Over a billion people depend on the Indian Monsoon for subsistence. Too much or too little can be disastrous, but better predictions mitigate these risks.
Why the Bay of Bengal?
The storm systems that provide the rainfall for much of northern India get their moisture and energy from the warm surface water of the Bay of Bengal.
The science goal
We aim to better understand how heat and salt is transported from the Arabian Sea, how this water mixes with the freshwater from the river input in the northern Bay of Bengal, and how these processes influence the monsoon.
We will use a combination of ship observations, robotic submarines and satellite data to observe ocean processes at higher resolution than has been achieved during the monsoon. Computer simulations will assess the impact of these processes on monsoon rainfall.
NEWS | UPDATES
It was a truly extraordinary rendezvous, combining a very ambitious flight and some great observations from the ship. A BAe 146-301 four-engine jet, the UK Facility for Airborne Atmospheric Measurements (FAAM), flew past the ORV Sindhu Sadhana yesterday, just 100 ft above the waves, with other fly-bys at 300 ft, 1000 ft and 5,500 ft to get a profile through the lower atmosphere. Unfortunately, we have no photos yet, but I’m sure you can imagine how exciting this was for scientists on both the ship and the plane!

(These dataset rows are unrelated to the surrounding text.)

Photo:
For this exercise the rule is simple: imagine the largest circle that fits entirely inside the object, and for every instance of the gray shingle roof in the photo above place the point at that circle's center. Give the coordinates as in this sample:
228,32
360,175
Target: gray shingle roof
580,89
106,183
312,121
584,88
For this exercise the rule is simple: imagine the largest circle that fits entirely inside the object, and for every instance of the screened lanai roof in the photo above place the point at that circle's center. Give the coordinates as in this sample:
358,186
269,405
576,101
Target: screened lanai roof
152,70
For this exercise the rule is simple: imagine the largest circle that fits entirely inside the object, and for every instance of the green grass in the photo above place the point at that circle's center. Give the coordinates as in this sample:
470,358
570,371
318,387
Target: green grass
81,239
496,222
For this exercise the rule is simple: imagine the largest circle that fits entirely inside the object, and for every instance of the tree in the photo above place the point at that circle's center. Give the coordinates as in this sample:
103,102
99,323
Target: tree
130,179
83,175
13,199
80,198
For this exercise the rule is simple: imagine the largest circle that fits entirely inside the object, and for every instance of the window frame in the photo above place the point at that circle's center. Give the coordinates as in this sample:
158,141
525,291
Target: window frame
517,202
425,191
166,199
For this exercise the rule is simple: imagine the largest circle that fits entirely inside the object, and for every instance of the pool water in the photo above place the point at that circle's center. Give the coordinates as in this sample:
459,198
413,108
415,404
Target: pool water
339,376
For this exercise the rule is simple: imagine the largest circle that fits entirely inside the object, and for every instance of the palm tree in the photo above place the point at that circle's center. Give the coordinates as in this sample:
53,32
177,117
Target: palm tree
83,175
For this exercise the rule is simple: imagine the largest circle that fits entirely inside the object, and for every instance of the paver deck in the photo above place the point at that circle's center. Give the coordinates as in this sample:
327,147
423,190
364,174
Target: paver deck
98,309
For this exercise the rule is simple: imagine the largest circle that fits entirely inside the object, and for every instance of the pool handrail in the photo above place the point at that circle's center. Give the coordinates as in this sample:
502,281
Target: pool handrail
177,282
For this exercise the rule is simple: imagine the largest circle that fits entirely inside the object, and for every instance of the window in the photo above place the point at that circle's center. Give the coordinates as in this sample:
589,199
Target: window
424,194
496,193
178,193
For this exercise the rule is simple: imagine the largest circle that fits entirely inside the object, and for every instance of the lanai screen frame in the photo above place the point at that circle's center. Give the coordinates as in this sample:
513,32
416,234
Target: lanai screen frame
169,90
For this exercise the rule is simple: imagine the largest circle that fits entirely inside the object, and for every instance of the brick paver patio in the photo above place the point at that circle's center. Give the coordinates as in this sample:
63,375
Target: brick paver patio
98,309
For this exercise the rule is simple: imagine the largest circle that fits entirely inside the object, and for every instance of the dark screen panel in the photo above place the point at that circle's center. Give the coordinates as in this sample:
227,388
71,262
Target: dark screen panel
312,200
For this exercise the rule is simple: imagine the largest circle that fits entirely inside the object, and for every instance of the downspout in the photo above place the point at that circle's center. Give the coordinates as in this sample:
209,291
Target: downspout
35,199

The aircraft is being operated as part of the INCOMPASS project, which is studying the interaction between monsoon rainfall and convective organisation depending on surface conditions over land and sea. The INCOMPASS project is a sister project of BoBBLE, as both are funded by the NERC-MoES collaboration to study Drivers of Variability in the South Asian Monsoon, along with the SWAAMI project which is investigating the impact of aerosols on monsoon precipitation.
The scientific aims of this were to get profiles of atmospheric conditions and heat fluxes around the ship location, where simultaneous measurements were made of surface heat fluxes, wind, temperature and ocean conditions, including the sub-surface radiation and temperature. The opportunity to compare atmospheric and ocean conditions in such detail is rare, and unprecedented during the Indian Monsoon.
Mission scientist Doug Parker aboard the FAAM said
“In summary, the flight was conducted almost exactly as planned, and the weather conditions smiled on us, to give us the opportunity to get exactly the datasets we had been aiming for. A great deal of effort by a lot of people went into the planning of this flight: I think it’s been an important milestone in the MONSOON programme, and I am very grateful for having had the chance to fly on it.”
We look forward to collaborating with scientists from the INCOMPASS project on analysing the results!
The observational field campaign will take place in June-July 2016, with the research cruise during the Indian Monsoon from which we will deploy seven Seagliders, nine Argo floats and rendezvous with a FAAM aircraft overflight funded by the INCOMPASS project. Read more about the research cruise here. Cruise blog posts can be found here.
In addition, a comprehensive modelling effort will investigate the impact of ocean variability on the monsoon. This will involve collaborations between scientists in the UK and India to translate the process understanding gained during fieldwork into improved forecasts of the Indian Monsoon.